Stonington Gray vs S 1500-N
Stonington Gray (Benjamin Moore) and S 1500-N (NCS) come from different manufacturers. Hue-wise, Stonington Gray belongs to the grey family and S 1500-N to the greige-grey family. The 5-point LRV gap — 64 for S 1500-N vs 59 for Stonington Gray — means S 1500-N will open up a space more effectively. Where Stonington Gray leans yellow, S 1500-N reads warm — a distinction that shifts noticeably depending on the light source and surrounding finishes. A ΔE of 2.9 puts them in subtle territory — distinguishable in direct comparison, less so from across a room. Below you'll find 3 real-room photo comparisons where both colors appear side by side, plus 5 simulated room previews.

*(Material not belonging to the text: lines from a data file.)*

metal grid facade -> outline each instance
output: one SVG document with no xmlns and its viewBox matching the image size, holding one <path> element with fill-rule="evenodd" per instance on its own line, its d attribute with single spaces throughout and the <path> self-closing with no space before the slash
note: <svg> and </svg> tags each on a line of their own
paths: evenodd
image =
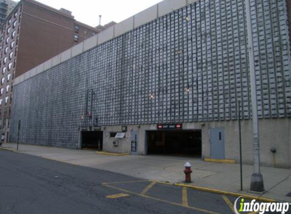
<svg viewBox="0 0 291 214">
<path fill-rule="evenodd" d="M 290 117 L 285 1 L 251 4 L 258 116 Z M 10 141 L 19 120 L 21 142 L 76 148 L 80 126 L 236 120 L 239 100 L 250 119 L 245 14 L 243 0 L 202 0 L 16 85 Z"/>
</svg>

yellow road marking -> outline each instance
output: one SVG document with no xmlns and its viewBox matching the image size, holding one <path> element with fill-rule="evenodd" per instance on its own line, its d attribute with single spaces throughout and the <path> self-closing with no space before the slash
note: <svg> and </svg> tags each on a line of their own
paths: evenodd
<svg viewBox="0 0 291 214">
<path fill-rule="evenodd" d="M 155 200 L 156 201 L 160 201 L 160 202 L 165 202 L 165 203 L 169 203 L 169 204 L 173 204 L 173 205 L 175 205 L 176 206 L 182 206 L 183 207 L 185 207 L 185 206 L 184 206 L 183 205 L 183 204 L 180 204 L 180 203 L 173 202 L 172 201 L 167 201 L 166 200 L 160 199 L 159 198 L 155 198 L 154 197 L 149 196 L 148 195 L 142 195 L 141 194 L 137 193 L 132 192 L 132 191 L 128 191 L 127 190 L 124 190 L 123 189 L 119 188 L 118 187 L 113 187 L 113 186 L 110 186 L 110 185 L 104 185 L 104 186 L 105 187 L 110 187 L 110 188 L 112 188 L 112 189 L 115 189 L 116 190 L 118 190 L 120 191 L 124 192 L 126 192 L 127 193 L 131 194 L 132 195 L 137 195 L 139 196 L 143 197 L 145 197 L 146 198 L 149 198 L 150 199 Z M 214 212 L 214 211 L 212 211 L 207 210 L 207 209 L 201 209 L 200 208 L 195 207 L 193 206 L 187 206 L 187 207 L 186 207 L 186 208 L 189 208 L 191 209 L 193 209 L 195 210 L 197 210 L 197 211 L 200 211 L 201 212 L 204 212 L 210 213 L 210 214 L 221 214 L 219 212 Z"/>
<path fill-rule="evenodd" d="M 230 199 L 229 199 L 228 198 L 228 197 L 227 196 L 225 196 L 225 195 L 222 195 L 222 198 L 223 198 L 223 200 L 224 200 L 224 201 L 227 204 L 228 204 L 229 205 L 229 206 L 230 207 L 231 209 L 233 211 L 233 212 L 234 212 L 234 213 L 235 213 L 236 212 L 235 211 L 235 208 L 234 207 L 234 204 L 233 204 L 233 203 L 230 200 Z"/>
<path fill-rule="evenodd" d="M 149 184 L 142 191 L 142 195 L 145 195 L 145 194 L 148 191 L 150 188 L 151 188 L 153 186 L 156 184 L 155 182 L 152 182 Z"/>
<path fill-rule="evenodd" d="M 115 195 L 110 195 L 106 196 L 106 198 L 118 198 L 122 197 L 128 197 L 130 195 L 124 193 L 116 194 Z"/>
<path fill-rule="evenodd" d="M 184 206 L 188 205 L 188 195 L 187 194 L 187 187 L 182 188 L 182 204 Z"/>
<path fill-rule="evenodd" d="M 107 185 L 108 184 L 126 184 L 127 183 L 136 183 L 136 182 L 146 182 L 148 181 L 142 180 L 142 181 L 132 181 L 130 182 L 111 182 L 111 183 L 103 183 L 102 185 Z"/>
</svg>

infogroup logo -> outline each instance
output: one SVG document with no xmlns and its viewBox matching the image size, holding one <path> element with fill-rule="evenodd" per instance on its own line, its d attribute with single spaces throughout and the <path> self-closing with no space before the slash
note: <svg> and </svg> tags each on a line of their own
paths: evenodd
<svg viewBox="0 0 291 214">
<path fill-rule="evenodd" d="M 240 199 L 239 206 L 237 206 Z M 256 202 L 255 199 L 252 200 L 250 202 L 246 202 L 242 196 L 237 198 L 234 204 L 234 210 L 237 214 L 240 214 L 241 212 L 259 212 L 260 214 L 272 212 L 284 214 L 288 210 L 290 206 L 290 203 L 288 202 Z M 239 207 L 238 210 L 237 207 Z"/>
</svg>

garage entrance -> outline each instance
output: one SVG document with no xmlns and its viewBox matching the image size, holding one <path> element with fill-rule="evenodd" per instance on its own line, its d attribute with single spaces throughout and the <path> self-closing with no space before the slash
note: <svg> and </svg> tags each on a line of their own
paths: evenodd
<svg viewBox="0 0 291 214">
<path fill-rule="evenodd" d="M 102 150 L 103 148 L 103 131 L 82 131 L 82 149 Z"/>
<path fill-rule="evenodd" d="M 148 154 L 201 157 L 201 130 L 147 132 Z"/>
</svg>

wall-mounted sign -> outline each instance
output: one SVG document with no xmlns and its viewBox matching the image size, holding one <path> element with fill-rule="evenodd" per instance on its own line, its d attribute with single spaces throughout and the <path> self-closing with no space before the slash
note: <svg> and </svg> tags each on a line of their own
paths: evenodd
<svg viewBox="0 0 291 214">
<path fill-rule="evenodd" d="M 88 90 L 88 97 L 87 99 L 87 117 L 92 117 L 91 110 L 92 108 L 92 89 Z"/>
<path fill-rule="evenodd" d="M 173 124 L 157 124 L 157 129 L 182 129 L 182 123 Z"/>
<path fill-rule="evenodd" d="M 137 141 L 136 140 L 132 141 L 132 152 L 136 152 L 137 151 Z"/>
</svg>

Stonington Gray vs S 1500-N in Real Spaces
3 real rooms side by side. Stonington Gray and S 1500-N are close enough that the difference can be hard to judge from a chip alone — these photos show how each reads at scale, across different spaces and lighting conditions.
Living Room
A living room wall sees more varied light than almost any other surface in the house, which makes the choice between these two more nuanced than a chip suggests. S 1500-N reads slightly lighter here — a subtle but real difference in how open the space feels.
Dining Room
Dining rooms often rely on warm incandescent or candlelight, which flatters warm undertones and mutes cool ones. The brightness difference is modest but present — S 1500-N gives the walls a little more lift.
Kitchen Cabinets
Cabinet color is always seen in context — against countertops, backsplash, and hardware — which amplifies undertone differences that might disappear on a plain wall. S 1500-N has the edge in reflectance, which shows as a quiet sense of added space rather than an obvious contrast.
Color Details
Stonington Gray vs S 1500-N Simulated Comparison
5 simulated room previews — drag the slider on each to see Stonington Gray on one side and S 1500-N on the other.
Digital color is approximate. These simulations are generated from the manufacturer's hex values and overlaid on grayscale room photos — your screen's calibration, brightness, and viewing angle all affect how they render. Before committing to either color, test physical samples in your own space under the light you actually live with.
More Stonington Gray comparisons
See how Stonington Gray stacks up against other well-photographed colors across different brands and tones.